FIG. 3 is a graph showing the results of VWF-mediated apoptosis of FVIII induced by stimulation of autophagy, wherein panel A shows the results of apoptotic protein expression after FVIII treatment and panel B shows the results of expression of autophagy protein and vWF after FVIII treatment.
FIG. 4 is a result of mitochondrial damage after FVIII treatment, wherein Panel A shows the results of mitochondrial ROS changes in cells after FVIII treatment, curves (a) and (B) show the results of mitochondrial ROS changes in cells after FVIII treatment with 0U/mL and 4U/mL, respectively, and Panel B shows the results of membrane potential detection of mitochondria with JC-1 after FVIII treatment.
Figure 5 is the results of cell streaking experiments after FVIII and FIX treatments.
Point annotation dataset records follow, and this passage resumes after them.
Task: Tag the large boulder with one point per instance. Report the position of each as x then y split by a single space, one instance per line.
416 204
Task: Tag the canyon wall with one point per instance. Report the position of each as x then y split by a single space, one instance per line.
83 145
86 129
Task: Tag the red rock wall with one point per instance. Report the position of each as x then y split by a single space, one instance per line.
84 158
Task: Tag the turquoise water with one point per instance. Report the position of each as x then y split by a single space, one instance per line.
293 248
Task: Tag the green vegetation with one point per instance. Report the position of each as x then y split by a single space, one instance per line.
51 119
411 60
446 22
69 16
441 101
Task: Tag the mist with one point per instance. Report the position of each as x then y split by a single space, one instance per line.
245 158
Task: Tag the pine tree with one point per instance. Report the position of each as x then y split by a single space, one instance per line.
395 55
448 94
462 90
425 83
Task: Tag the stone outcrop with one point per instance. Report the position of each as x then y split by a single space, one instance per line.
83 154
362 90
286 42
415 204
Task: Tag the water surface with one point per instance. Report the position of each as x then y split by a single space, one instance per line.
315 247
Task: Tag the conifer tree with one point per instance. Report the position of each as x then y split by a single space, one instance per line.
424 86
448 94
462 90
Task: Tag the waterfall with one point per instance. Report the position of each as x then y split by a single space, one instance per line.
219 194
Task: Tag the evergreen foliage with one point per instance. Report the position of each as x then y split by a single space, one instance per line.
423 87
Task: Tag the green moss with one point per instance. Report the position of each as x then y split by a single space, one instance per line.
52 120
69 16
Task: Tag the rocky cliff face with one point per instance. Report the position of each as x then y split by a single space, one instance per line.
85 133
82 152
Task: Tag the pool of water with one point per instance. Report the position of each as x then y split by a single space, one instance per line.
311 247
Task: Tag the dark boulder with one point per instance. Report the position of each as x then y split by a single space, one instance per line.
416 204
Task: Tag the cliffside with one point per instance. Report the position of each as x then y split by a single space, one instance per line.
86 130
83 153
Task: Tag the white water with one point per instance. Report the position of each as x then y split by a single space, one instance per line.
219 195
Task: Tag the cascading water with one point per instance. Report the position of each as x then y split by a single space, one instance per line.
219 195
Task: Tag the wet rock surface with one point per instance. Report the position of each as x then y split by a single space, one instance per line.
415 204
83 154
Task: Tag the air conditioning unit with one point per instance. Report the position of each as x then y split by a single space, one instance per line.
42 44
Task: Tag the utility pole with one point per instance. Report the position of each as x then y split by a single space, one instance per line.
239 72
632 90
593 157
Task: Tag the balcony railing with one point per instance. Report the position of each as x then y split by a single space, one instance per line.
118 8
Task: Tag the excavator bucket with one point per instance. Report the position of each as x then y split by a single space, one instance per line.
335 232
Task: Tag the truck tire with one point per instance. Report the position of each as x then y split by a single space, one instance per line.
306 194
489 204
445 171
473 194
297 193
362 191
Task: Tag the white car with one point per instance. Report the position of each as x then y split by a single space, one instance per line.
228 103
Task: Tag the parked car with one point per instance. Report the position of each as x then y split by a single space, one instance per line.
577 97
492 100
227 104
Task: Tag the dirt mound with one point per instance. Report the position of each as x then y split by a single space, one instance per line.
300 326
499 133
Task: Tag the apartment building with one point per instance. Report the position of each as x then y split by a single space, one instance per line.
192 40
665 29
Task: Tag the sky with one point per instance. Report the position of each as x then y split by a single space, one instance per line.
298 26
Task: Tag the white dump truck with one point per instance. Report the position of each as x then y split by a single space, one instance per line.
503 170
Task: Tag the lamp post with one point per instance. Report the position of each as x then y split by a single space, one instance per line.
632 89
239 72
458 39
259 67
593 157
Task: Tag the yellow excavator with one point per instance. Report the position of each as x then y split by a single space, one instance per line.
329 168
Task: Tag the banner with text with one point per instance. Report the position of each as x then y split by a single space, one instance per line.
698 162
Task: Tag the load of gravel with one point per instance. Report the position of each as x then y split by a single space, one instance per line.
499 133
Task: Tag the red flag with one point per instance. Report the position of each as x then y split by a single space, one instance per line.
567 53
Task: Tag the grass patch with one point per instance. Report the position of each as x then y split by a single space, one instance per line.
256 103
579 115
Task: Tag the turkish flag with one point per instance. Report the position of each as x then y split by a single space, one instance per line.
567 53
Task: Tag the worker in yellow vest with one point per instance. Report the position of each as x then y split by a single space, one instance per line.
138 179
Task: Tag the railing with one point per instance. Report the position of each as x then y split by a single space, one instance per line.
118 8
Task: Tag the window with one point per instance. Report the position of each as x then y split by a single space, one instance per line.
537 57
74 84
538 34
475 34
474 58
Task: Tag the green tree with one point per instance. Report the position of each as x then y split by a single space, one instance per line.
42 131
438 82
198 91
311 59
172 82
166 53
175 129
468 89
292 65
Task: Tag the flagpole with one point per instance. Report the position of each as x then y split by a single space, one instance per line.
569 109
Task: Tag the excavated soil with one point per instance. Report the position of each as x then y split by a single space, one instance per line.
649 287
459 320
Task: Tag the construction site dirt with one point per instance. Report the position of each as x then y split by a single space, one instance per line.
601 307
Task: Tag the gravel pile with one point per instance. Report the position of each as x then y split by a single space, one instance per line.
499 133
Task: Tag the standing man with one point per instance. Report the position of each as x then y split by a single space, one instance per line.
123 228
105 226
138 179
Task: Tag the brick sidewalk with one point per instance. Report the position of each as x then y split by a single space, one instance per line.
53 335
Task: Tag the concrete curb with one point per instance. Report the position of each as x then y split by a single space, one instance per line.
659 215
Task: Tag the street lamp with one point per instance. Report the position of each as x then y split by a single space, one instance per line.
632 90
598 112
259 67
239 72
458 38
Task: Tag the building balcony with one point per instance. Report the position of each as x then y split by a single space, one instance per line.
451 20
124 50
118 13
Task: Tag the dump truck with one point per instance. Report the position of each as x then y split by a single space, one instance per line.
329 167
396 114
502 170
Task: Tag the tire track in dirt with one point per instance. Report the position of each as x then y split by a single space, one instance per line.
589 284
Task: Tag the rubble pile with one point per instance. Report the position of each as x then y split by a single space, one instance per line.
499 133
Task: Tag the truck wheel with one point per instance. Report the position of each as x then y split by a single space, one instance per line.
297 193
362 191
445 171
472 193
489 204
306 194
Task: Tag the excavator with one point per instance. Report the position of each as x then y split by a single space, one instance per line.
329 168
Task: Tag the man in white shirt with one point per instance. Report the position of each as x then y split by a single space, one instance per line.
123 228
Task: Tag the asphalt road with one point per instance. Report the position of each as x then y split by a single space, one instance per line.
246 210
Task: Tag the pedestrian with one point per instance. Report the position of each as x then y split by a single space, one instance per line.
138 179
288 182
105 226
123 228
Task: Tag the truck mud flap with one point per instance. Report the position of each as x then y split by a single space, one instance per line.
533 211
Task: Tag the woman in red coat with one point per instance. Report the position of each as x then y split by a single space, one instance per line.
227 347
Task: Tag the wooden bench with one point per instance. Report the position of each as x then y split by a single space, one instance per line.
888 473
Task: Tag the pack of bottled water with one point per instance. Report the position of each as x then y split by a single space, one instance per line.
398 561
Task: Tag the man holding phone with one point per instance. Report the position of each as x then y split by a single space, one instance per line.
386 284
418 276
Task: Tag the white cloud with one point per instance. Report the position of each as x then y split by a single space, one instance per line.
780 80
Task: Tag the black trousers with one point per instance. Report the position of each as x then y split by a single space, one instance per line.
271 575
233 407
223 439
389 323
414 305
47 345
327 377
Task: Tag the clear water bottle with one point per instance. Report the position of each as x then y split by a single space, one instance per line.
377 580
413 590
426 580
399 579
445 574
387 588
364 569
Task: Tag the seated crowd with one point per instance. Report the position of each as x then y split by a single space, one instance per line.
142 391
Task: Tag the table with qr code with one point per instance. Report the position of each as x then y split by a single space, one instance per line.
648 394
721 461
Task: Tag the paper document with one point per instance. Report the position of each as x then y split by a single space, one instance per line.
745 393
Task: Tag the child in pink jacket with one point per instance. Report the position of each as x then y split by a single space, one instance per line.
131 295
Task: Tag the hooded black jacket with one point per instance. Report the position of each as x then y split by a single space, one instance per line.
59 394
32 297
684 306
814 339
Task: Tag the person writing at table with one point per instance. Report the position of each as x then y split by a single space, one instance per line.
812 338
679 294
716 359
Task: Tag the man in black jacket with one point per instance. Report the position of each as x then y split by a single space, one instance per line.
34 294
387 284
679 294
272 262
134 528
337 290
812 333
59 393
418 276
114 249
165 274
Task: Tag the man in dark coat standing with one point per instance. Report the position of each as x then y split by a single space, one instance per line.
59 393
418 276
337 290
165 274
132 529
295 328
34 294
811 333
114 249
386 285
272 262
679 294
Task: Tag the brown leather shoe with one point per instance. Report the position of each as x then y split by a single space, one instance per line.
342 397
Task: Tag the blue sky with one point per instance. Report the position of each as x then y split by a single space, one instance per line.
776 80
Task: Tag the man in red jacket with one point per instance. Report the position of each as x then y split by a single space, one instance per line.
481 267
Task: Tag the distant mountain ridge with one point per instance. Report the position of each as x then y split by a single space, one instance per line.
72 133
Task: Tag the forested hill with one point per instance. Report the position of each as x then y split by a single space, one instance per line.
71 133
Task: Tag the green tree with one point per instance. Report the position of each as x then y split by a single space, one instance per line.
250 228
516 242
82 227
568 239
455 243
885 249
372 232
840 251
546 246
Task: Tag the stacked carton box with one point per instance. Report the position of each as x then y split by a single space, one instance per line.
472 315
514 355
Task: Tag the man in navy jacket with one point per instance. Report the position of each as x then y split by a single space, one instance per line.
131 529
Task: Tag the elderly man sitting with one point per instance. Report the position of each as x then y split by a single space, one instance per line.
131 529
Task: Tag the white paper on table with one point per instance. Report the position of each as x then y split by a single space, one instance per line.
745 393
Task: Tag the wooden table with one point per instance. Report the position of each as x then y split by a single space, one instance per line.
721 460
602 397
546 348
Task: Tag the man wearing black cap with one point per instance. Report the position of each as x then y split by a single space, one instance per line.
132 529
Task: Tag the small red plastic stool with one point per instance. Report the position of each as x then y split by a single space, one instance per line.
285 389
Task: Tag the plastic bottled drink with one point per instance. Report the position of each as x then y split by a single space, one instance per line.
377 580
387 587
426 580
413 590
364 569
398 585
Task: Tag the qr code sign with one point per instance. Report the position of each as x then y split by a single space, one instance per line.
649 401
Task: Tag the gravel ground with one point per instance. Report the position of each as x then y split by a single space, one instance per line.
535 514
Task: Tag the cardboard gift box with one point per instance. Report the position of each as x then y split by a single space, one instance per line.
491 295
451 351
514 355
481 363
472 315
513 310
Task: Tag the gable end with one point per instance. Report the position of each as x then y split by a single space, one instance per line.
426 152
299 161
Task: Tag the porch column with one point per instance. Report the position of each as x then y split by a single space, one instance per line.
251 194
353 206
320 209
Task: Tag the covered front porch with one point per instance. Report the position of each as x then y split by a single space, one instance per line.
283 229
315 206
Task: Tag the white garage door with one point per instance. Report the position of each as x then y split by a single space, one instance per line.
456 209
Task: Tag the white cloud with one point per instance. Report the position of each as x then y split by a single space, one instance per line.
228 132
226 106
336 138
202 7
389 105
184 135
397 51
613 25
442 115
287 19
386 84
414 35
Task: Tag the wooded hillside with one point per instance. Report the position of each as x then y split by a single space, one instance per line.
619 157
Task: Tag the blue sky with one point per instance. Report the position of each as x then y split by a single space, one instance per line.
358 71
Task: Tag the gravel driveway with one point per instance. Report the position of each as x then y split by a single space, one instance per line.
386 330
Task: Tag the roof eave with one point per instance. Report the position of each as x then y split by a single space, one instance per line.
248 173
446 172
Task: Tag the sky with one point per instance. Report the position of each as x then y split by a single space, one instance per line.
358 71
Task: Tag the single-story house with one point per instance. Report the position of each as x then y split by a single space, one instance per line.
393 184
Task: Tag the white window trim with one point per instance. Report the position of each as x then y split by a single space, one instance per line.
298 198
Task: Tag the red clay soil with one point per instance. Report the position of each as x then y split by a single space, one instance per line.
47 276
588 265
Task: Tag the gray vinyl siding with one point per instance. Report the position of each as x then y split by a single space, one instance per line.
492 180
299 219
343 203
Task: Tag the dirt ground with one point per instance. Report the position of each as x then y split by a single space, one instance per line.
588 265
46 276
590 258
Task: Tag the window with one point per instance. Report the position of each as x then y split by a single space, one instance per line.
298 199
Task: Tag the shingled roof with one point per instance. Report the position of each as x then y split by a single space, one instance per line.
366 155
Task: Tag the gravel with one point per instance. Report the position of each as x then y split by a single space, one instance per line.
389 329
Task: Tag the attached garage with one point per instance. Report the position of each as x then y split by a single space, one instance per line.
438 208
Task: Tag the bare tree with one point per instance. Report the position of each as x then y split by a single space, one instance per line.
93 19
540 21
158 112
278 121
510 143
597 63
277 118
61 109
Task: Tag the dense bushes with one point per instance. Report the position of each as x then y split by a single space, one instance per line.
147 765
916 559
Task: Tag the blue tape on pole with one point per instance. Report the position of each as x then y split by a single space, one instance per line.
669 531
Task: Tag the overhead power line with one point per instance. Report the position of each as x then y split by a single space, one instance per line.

FIG. 6 is a graph showing the results of inhibition of tumor growth and migration by FVIII in vivo, wherein (A) is a photograph showing the morphology of tumors after FVIII treatment, (B) is a graph showing the results of quantification of tumor weight, and (C) is a graph showing the results of lung metastatic nodules.
Detailed Description
The following examples further illustrate the use of the blood coagulation factors of the present invention in the preparation of anti-tumor drugs. The following examples are intended to be illustrative only and should not be construed as limiting the scope of the invention, which is intended to be covered by the appended claims.
Example 1
In this example, FVIII and FIX were evaluated for efficacy in vitro.
1. After incubation with different concentrations of FVIII or FIX (specifically 0, 0.25, 0.5, 1, 2, 4U/mL) for 24h with mouse melanoma cells B16F10, human melanoma cells A375, mouse colon cancer cells C26 and human breast cancer cells MCF-7, MTT examined the effect of FVIII and FIX on the viability of the different cells.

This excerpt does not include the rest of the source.